A 2011 study conducted by security firm Kroll found that among incidents of fraud in which the perpetrator was known, 60% involved an employee of the company or one of its business partners. That was up from 55% in the previous year’s study.
That’s a distressing figure, but it shouldn’t be surprising. Many security attacks are crimes of an opportunity, and often that means an employee or other insider notices a way to steal data without being caught.
According to Carnegie Melon University’s CERT program, the two most common types of insider attack are:
- IT sabotage, in which disgruntled current or former employees use their access to disrupt the company’s computer system, and
- intellectual property theft, in which exiting employees take proprietary information.
One thing those kinds of incidents have in common: They’re most often carried out by people who are no longer with the company. In the case of sabotage, those attacks are often performed by disgruntled people after they leave their jobs. And departing workers often commit intellectual property theft to bring that information to new employers.
In one recent example of an attack, a former employee of Quebec-based IT security firm Concepta, Inc., was caught after hiring a company to conduct attacks against his former employer. While he was eventually caught, the attacks continued for nine months while the company investigate.
One of the most notable incidents of ex-employee sabotage occurred in 2008 when Terry Childs, then a network administrator for the city of San Fransisco, was arrested after refusing to give the passwords for the network he designed to city officials. After 12 days in jail, he gave the passwords to the city’s mayor. In the meantime, employees were unable to access police records, payroll data and other information.
Childs claimed he was simply doing his job and refusing to give passwords to people who weren’t authorized to know them. But city officials claimed Childs was trying to make himself indispensable because he knew was about to be let go.
A court agreed with the city’s version of events and ordered Childs to pay a $1.5 million fine.
Information is often stolen by departing employees to help them land new jobs.
One court case from last year involved an employee who left a company to work for a competitor and used documents stolen from the former employer in order to poach customers on behalf of his new organization.
The lawsuit highlights the fact that stopping this kind of insider threat can be difficult.

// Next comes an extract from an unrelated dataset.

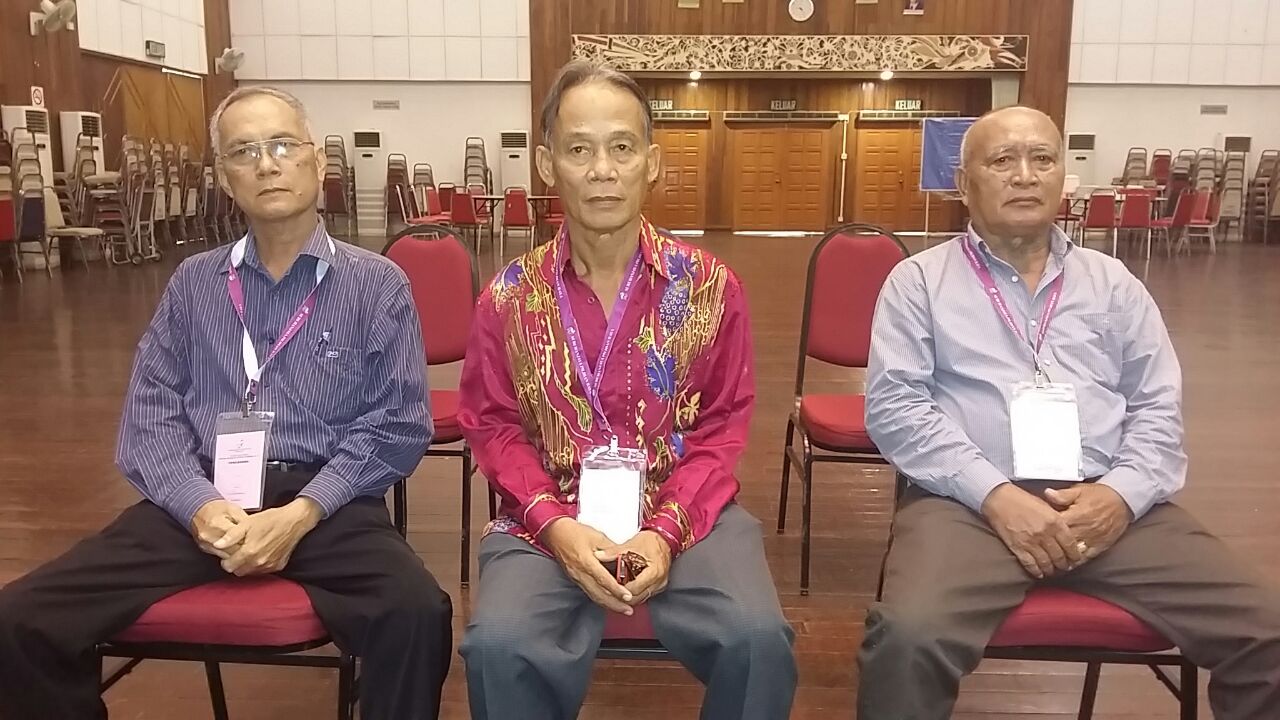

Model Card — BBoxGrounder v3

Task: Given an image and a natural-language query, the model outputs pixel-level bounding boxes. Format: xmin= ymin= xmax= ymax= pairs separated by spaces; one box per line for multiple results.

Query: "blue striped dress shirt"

The judge wouldn’t hold the ex-employee accountable for taking the data because he was authorized to access the data when he took it. While bringing to another organization may have violated the company’s policy it didn’t violate the law.
One tool experts recommend to keep ex-employees from sharing data with competitors: a confidentiality agreement. That could give the company some power if it has to take legal action against an ex-employee.
Prevent insider attacks
Many organizations are at risk of insider security attacks, according to a report from security vendor Venafi.
According to the survey of 500 IT pros:
- 36% said they would be able to hold their company ransom by refusing to turn over encryption keys
- 31% said if they left the company, they could continue using their privileges to access sensitive information, and
- 43% said they’d be able to cause havoc for their current employer if they left the company.
While IT employees often present the highest risk, any worker with access to sensitive data can pose a problem — in other words, almost every employee in the office.
One way to prevent problems is to make sure all departments communicate with IT when staffing changes are made so that access privileges can be removed accordingly. That includes not only terminations, but also when employees change roles.
A good rule of thumb is also to limit the access employees have in the first place to only what they need to do their jobs.
IT should also take care when employees who have access to especially sensitive information leave the company and conduct additional monitoring. CERT recommends checking email logs for messages sent within 30 days of the resignation that are sent to addresses outside the company and contain attachments or are above a certain size. For some employees, if a large number of those messages are found, it could be cause for suspicion.